Goliath vs Goliath vs Goliath — South Africa’s spectrum showdown

Battle lines have been drawn over the heated issue of cellular network capacity in South Africa.

In the one corner — South Africa’s incumbent and partially state-owned telecommunications network operator Telkom.

In the opposite corner — industry regulator Icasa, and every other major cellular network operator in the country.

Telkom filed papers in the Pretoria High Court last Tuesday, 4 January, to interdict the spectrum auction called for by the Independent Communications Authority of South Africa (Icasa).

Radio frequency spectrum is the raw network capacity cellular operators use to communicate between mobile devices and their towers.

South Africa’s mobile network operators, including Telkom, have long maintained that releasing additional spectrum will help reduce prices, increase coverage, and improve network quality.

MTN, Icasa, Vodacom, Rain, and communications minister Khumbudzo Ntshavheni have all filed papers opposing Telkom’s application, setting the stage for a dramatic showdown.

Khumbudzo Ntshavheni
Khumbudzo Ntshavheni, Minister of Communications and Digital Technologies

While Telkom is a giant of South Africa’s telecoms industry, it is up against companies that are giants in their own right.

Vodacom and MTN dominate South Africa’s cellular arena, with millions more subscribers than Telkom has on its network.

Vodacom also controls 40.7% of the sector’s revenue market share, while MTN and Telkom are more evenly matched with 26% and 25% each.

While Telkom has fewer subscribers and turns over less revenue, it holds substantially more radio frequency spectrum suitable for cellular networking than Vodacom and MTN.

Although it has more raw wireless network capacity, Telkom does not have access to frequencies below a gigahertz, known as sub-1GHz spectrum.

Sub-1GHz spectrum offers greater penetration through walls and can cover a wider area per tower than higher frequency spectrum.

Obtaining sub-1GHz spectrum is therefore a priority for Telkom.

In addition to its spectrum holdings, Telkom also has a much larger fibre footprint than either of its competitors, with over 146,000km of cable in the ground.

Despite this, Telkom’s wholesale and networks division Openserve faces stiff competition from the likes of Vumatel and DFA.

While Telkom dominated the fixed-line space for decades as a state-sanctioned monopoly, Vumatel has rapidly grown since its launch in 2014. It overtook Openserve as South Africa’s biggest fibre-to-the-home provider in 2019.

Vodacom has brokered a merger with the holding company of Vumatel and DFA. If the Competition Commission approves the deal, Telkom’s fibre footprint will still dwarf its next-nearest competitor.

Adding to the drama of these three giants doing battle before the High Court, Telkom and MTN got new CEOs at the start of the year.

Serame Taukobong took over as Telkom Group CEO from Sipho Maseko, while Charles Molapisi took MTN South Africa’s reins from Godfrey Motsa. Both men started in their new roles on 1 January.

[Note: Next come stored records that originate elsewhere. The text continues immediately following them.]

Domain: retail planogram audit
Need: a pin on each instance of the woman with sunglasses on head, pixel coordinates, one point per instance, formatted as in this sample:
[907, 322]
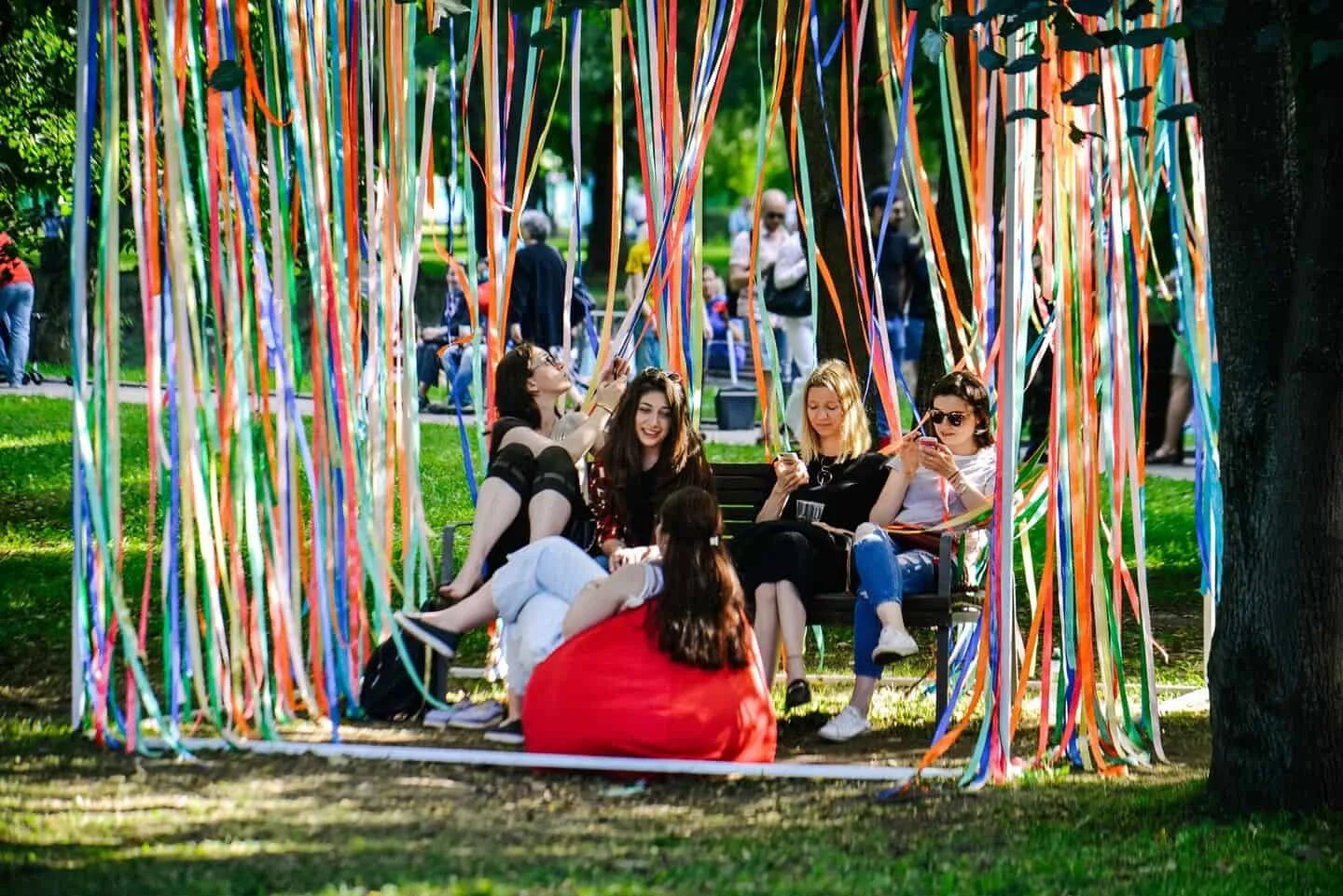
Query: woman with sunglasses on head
[532, 488]
[800, 544]
[644, 663]
[649, 451]
[931, 480]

Serame Taukobong, Telkom Group CEO

Telkom’s problems with Icasa’s attempt to hold a spectrum auction by 8 March 2022 are manifold.

It is concerned about the auctioning of sub-1GHz frequencies that are still occupied, because E-tv refuses to relinquish them by March 2022.

E-tv owner eMedia has a pending court case against the Minister of Communications and Icasa about this issue that will only be heard in mid-March.

Telkom also contends that Icasa has not fully considered the impact its auction will have on competition in the market and that it hasn’t adequately consulted the Competition Commission.

It raised concerns over Icasa’s decision to implement uniform caps on the amount of spectrum each operator can hold.

Currently, Telkom holds about 142MHz of spectrum earmarked for cellular telecommunications. MTN and Vodacom have around 86MHz and 81MHz, respectively.

Icasa has set a cap that will allow each network operator to only control 20% of the assigned spectrum at any given time — which will be 187MHz for the auction.

That means Telkom will only be allowed to acquire around 45MHz of the spectrum unless it gives up some of its existing holdings.

“Icasa’s mistake is that it assumes spectrum in the hands of each player has the same value and has the same impact on the market,” Telkom regulatory affairs head Siyabonga Mahlangu has told MyBroadband.

Willington Ngwepe, Icasa CEO

Telkom has also taken issue with Icasa’s decision to delay the licensing of South Africa’s national wireless open-access network (WOAN).

Mahlangu explained that by removing the WOAN from the auction, Icasa has severely complicated the mathematical models operators use to inform how they should bid in the auction.

This creates concerns that they will overbid on the spectrum, he said.

Telkom’s detractors have said the company is trying to delay the release of spectrum because it benefits from the status quo.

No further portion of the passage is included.